Politics lite: shrunken conventions
Junkies who live for politics probably 
mourn the decision of ABC, CBS and NBC television to abandon gavel-to-gavel 
coverage and allot only three hours total each to the presidential nominating 
conventions.
The end to saturation coverage was 
inevitable. Conventions had become scripted entertainment extravaganzas with 
little or no suspense that audiences increasingly shunned and thus became risky 
business for TV. A third-rate murder trial draws more coverage and bigger 
audiences.
Cliff-hanging surprises on who would be 
the convention nominees vanished with primaries that pick party choices weeks 
ahead of conventions.
No heart-stoppers either about party 
platforms: They’re hammered out by platform committees well ahead of 
conventions. A few maverick state delegates are allowed to object for show, but 
their efforts are futile.
Americans who prefer sound bites no longer 
have the patience for dreary and droning convention speeches, for tiresome polls 
of delegates on credentials issues and for orchestrated floor demonstrations 
that erupt at the mention of an obscure politician’s name. 
(Of course, anything resembling terrorism 
at either convention could change TV’s role in an instant.)
Shrunken TV coverage doesn’t mean plenty 
of news isn’t available elsewhere.
When Democrats convene on Monday in Boston 
and Republicans in New York on Aug. 30, C-SPAN and other cable networks will be 
on duty. (For owners with special cable equipment, ABC television will broadcast 
convention news constantly on normally hidden digital subchannels.)
And for the first time, the new Internet 
rage, bloggers, will be credentialed to provide their own irreverent, sarcastic 
perspective online about the conventions.
For those still reading newspapers, 
millions of words will flow out of Boston and New York to the pages of the 
country’s dailies and weekly magazines.
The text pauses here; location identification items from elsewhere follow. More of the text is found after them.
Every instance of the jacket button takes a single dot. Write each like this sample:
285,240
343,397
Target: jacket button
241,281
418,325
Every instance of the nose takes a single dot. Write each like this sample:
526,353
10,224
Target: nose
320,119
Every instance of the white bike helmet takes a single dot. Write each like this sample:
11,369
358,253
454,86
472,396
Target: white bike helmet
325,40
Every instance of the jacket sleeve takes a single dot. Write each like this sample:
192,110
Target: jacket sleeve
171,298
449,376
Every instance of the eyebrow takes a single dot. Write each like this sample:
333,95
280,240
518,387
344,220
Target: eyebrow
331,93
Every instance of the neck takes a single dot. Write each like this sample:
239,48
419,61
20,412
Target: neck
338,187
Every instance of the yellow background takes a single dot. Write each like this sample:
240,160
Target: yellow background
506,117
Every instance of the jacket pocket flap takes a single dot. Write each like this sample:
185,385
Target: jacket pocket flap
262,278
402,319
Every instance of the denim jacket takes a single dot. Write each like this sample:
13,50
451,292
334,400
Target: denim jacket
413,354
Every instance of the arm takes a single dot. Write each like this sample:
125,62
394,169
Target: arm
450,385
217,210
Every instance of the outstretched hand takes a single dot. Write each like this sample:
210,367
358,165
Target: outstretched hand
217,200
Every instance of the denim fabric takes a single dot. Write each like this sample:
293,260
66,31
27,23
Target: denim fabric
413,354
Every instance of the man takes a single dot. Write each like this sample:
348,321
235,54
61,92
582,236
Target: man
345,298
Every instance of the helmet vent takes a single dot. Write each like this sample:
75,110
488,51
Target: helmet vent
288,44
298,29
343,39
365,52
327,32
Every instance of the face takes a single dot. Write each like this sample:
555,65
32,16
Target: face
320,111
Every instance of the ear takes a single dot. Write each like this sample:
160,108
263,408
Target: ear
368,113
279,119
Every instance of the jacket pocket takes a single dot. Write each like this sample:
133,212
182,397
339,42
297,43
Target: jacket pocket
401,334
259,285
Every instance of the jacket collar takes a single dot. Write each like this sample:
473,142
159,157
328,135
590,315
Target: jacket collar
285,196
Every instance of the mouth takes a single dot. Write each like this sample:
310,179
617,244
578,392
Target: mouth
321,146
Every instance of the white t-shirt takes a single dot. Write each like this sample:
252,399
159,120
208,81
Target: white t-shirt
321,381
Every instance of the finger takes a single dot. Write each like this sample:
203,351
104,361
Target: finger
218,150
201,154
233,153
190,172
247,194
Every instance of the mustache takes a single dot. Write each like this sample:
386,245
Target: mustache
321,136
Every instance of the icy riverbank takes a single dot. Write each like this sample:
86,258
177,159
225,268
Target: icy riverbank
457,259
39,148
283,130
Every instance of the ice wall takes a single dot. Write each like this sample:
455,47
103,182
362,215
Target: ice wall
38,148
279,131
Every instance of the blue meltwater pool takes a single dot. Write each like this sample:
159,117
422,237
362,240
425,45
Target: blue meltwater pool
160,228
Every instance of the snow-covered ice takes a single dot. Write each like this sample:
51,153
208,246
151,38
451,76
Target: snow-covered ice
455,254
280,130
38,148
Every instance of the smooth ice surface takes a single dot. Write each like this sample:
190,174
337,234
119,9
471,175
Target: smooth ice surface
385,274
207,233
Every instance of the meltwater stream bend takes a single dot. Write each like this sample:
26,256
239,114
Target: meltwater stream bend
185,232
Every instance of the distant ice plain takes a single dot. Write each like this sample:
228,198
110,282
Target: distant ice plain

Late night network comedians will also 
have their edgy and politically incorrect takes on the convention news, too.
Shrinking audiences that led to shrunken 
convention TV coverage parallel the shrinking turnout of voters in presidential 
elections. 
Over the last 70 years, the largest 
turnout was in 1960, at 62.8 percent of voters, for the race between John 
Kennedy and Richard Nixon, while the lowest was in 1996 in the three-way race 
between Democrat Bill Clinton, Republican Bob Dole and Independent Ross Perot at 
49 percent.
Not only do millions of Americans who’re 
eligible not register to vote, but those who do register turn out in dismaying 
low numbers. 
Low registration of eligible voters plus 
low turnout means a citizen minority decides who leads American government.